Effect of proteasome inhibition on toxicity and CYP3A23 induction in cultured rat hepatocytes: Comparison with arsenite

Abstract

Previous work in our laboratory has shown that acute exposure of primary rat hepatocyte cultures to non-toxic concentrations of arsenite causes major decreases in the DEX-mediated induction of CYP3A23 protein, with minor decreases in CYP3A23 mRNA. To elucidate the mechanism for these effects of arsenite, the effects of arsenite and proteasome inhibition, separately and in combination, on induction of CYP3A23 protein were compared. The proteasome inhibitor, MG132, inhibited proteasome activity, but also decreased CYP3A23 mRNA and protein. Lactacystin, another proteasome inhibitor, decreased CYP3A23 protein without affecting CYP3A23 mRNA at a concentration that effectively inhibited proteasome activity. This result, suggesting that the action of lactacystin is similar to arsenite and was post-transcriptional, was confirmed by the finding that lactacystin decreased association of DEX-induced CYP3A23 mRNA with polyribosomes. Both MG132 and lactacystin inhibited total protein synthesis, but did not affect MTT reduction. Arsenite had no effect on ubiquitination of proteins, nor did arsenite significantly affect proteasomal activity. These results suggest that arsenite and lactacystin act by similar mechanisms to inhibit translation of CYP3A23.

Introduction

Arsenic is associated with multiple liver diseases, including biliary occlusion, fibrosis and cirrhosis, as well as liver cancer (Centeno et al., 2002, Liu et al., 2006). These effects may arise, in part, due to arsenic-mediated decreases in the cytochrome P450s (CYPs), the major drug metabolizing enzymes in the liver (Spink et al., 2002, Jacobs et al., 1999, Noreault et al., 2005a, Noreault et al., 2005b). Such decreases may lead to the accumulation of drugs and toxic chemicals in the liver. In rodents, acute arsenite exposure results in alterations in basal and induced levels of CYPs, depending on the target organ and the chemical inducer that is used (Albores et al., 1992). In studies using cultured rat hepatocytes, arsenite (5 μM) caused major decreases in CYP3A protein induction, with little to no decrease in CYP3A23 mRNA (Jacobs et al., 1999). This decrease in CYP3A protein is partially due to decreased association of CYP3A23 mRNA with polyribosomes, indicating that arsenite can decrease CYP3A translation (Noreault et al., 2005b). This low concentration of arsenite did not decrease the association of total mRNA with polyribosomes. In contrast, high concentrations of arsenite (50 to 100 μM) have been shown to inhibit total protein synthesis in cultured rat hepatocytes, associated with increased phosphorylation of the eukaryotic translation initiation factor 2 (eIF2) on the alpha subunit (Brostrom and Brostrom, 1998).

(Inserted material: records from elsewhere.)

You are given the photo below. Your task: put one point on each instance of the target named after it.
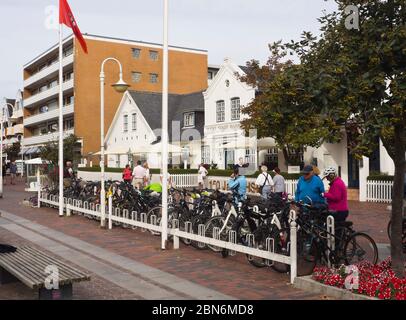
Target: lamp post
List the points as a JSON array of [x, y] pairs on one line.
[[120, 87], [1, 147]]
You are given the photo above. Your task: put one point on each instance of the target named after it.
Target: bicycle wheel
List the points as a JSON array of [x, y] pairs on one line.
[[360, 247]]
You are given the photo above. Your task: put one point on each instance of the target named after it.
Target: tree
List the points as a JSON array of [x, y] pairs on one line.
[[283, 108], [362, 86], [13, 151]]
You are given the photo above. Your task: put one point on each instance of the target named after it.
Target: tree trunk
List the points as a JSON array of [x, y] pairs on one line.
[[397, 203]]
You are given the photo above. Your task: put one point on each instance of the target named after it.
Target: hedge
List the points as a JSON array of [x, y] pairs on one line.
[[214, 172]]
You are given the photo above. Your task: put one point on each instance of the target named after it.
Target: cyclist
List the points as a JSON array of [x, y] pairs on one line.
[[337, 195], [310, 186], [238, 185]]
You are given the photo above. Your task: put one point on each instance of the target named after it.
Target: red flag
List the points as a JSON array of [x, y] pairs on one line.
[[66, 17]]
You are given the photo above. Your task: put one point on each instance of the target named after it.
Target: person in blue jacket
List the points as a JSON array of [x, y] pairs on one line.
[[310, 186], [238, 185]]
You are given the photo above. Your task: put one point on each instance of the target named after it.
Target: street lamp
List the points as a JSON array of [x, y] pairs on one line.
[[120, 87], [1, 147]]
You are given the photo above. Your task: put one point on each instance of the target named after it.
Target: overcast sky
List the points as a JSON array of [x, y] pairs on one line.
[[239, 29]]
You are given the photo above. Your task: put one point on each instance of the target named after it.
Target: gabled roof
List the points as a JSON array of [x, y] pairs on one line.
[[150, 104]]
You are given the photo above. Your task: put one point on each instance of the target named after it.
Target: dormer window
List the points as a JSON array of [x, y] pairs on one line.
[[189, 119]]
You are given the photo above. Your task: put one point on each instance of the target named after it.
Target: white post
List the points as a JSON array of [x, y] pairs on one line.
[[1, 152], [363, 175], [102, 191], [165, 131], [60, 123], [293, 251]]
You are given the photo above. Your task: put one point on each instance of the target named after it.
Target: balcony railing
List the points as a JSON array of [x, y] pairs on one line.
[[47, 94], [50, 115], [41, 139], [46, 72]]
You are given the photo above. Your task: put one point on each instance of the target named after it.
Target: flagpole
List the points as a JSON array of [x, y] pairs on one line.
[[61, 204], [165, 130]]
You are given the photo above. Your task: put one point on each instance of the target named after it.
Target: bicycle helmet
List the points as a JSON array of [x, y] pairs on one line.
[[329, 170]]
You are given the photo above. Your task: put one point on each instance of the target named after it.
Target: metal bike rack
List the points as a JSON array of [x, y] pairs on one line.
[[232, 238], [202, 233], [270, 247]]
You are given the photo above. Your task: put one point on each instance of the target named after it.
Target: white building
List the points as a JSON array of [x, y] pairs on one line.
[[137, 125]]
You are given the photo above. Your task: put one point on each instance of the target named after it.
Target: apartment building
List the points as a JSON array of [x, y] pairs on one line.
[[142, 65]]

Arsenite is known to affect many cellular processes (Tseng, 2004 for review). For example, arsenite has been shown to decrease some proteins by activation of the ubiquitin/proteasome pathway of degradation (Chen et al., 2002, Tsou et al., 2005). The proteasome pathway has been suggested to degrade both native and denatured CYP3A (Correia et al., 1992, Roberts, 1997, Wang et al., 1999). Arsenite is known to react with vicinal thiols (Del Razo et al., 2001) and, by this means, may target CYP3A23 protein for degradation. If this were the case, then inhibition of proteasomal degradation would diminish the action of arsenite to decrease induction of CYP3A23. Thus, it was of interest to determine if inhibitors of the proteasome pathway would increase CYP3A induction in the presence of arsenite.

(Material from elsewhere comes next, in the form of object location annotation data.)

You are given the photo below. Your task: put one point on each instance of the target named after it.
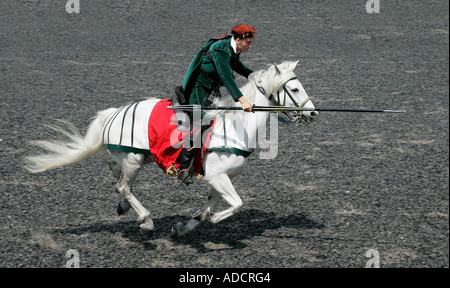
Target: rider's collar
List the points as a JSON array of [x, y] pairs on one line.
[[233, 44]]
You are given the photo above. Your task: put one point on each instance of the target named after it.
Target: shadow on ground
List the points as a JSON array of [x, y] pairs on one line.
[[230, 232]]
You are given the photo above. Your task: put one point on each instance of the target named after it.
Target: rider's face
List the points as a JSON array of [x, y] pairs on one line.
[[243, 45]]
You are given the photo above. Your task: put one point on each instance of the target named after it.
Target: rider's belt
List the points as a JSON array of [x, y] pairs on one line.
[[211, 78]]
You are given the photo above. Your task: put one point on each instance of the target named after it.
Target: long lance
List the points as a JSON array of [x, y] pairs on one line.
[[281, 109]]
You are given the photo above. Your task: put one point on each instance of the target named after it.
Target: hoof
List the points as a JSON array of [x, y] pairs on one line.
[[123, 206], [147, 228], [176, 230], [180, 229]]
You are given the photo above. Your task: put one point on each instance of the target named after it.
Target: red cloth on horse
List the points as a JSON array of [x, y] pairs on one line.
[[161, 126]]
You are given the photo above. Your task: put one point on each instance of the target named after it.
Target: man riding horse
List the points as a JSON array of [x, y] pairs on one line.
[[212, 68]]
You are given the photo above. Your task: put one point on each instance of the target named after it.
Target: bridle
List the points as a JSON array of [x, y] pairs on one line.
[[294, 116]]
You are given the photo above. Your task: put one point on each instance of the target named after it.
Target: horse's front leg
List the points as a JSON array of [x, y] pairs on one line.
[[222, 184], [202, 215], [131, 164]]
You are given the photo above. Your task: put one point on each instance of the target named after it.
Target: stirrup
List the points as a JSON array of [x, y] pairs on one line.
[[185, 176]]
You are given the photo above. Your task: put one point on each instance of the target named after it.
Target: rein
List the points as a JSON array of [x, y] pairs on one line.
[[293, 116]]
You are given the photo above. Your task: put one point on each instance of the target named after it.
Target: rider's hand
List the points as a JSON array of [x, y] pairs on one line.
[[245, 104]]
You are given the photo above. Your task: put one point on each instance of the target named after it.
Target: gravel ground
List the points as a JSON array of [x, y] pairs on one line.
[[338, 188]]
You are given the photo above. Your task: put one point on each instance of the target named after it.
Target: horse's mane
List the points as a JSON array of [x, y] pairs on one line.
[[269, 80]]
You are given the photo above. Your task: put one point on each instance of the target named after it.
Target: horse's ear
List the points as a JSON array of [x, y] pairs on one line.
[[277, 69]]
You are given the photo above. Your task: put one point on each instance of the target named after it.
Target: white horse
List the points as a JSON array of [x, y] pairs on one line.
[[227, 153]]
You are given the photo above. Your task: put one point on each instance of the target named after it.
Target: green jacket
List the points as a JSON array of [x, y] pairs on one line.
[[218, 60]]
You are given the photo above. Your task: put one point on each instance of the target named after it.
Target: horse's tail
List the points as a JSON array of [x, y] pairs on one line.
[[75, 149]]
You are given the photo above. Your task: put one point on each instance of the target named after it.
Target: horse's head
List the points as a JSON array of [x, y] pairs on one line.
[[290, 92]]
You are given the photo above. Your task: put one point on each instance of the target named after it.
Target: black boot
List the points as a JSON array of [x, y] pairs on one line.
[[186, 157]]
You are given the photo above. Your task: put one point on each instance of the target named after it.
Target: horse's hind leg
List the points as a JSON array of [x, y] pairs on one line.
[[123, 205], [202, 215], [131, 164]]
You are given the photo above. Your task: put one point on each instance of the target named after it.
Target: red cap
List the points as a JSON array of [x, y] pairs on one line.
[[243, 31]]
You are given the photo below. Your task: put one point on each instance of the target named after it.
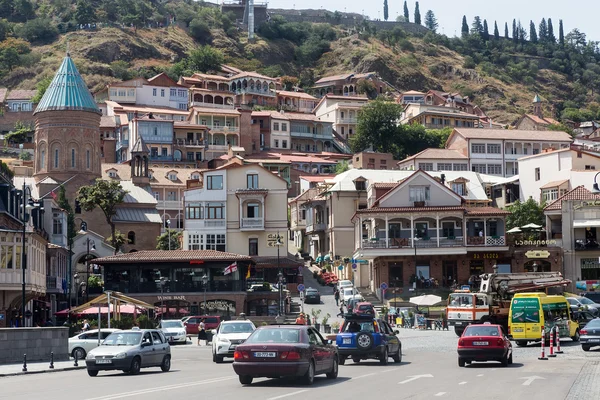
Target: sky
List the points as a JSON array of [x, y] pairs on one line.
[[581, 14]]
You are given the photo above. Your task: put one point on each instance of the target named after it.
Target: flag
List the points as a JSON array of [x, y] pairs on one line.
[[229, 269]]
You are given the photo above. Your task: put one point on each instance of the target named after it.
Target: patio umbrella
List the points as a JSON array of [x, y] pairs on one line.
[[426, 300]]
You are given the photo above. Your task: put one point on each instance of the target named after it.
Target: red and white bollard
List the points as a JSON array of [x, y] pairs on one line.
[[552, 343], [558, 350], [543, 357]]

The proteasomal inhibitors, MG132 and lactacystin, are widely used to inhibit proteasome activity in intact cells (Lee and Goldberg, 1998). Neither the reversible inhibitor, MG132, nor the irreversible inhibitor, lactacystin, inhibited MTT reduction, suggesting that these proteasome inhibitors were not toxic. While MG132 effectively inhibited proteasome activity in primary rat hepatocyte cultures, this agent also decreased CYP3A23 protein and mRNA, as well as total protein synthesis. Lactacystin decreased CYP3A23 protein without affecting induction of CYP3A23 mRNA, findings similar to those obtained for arsenite (Noreault et al., 2005b). Therefore, the effect of lactacystin on translational efficiency was investigated by comparison of the amount of DEX-induced CYP3A23 mRNA associated with polyribosomes in the presence and absence of lactacystin.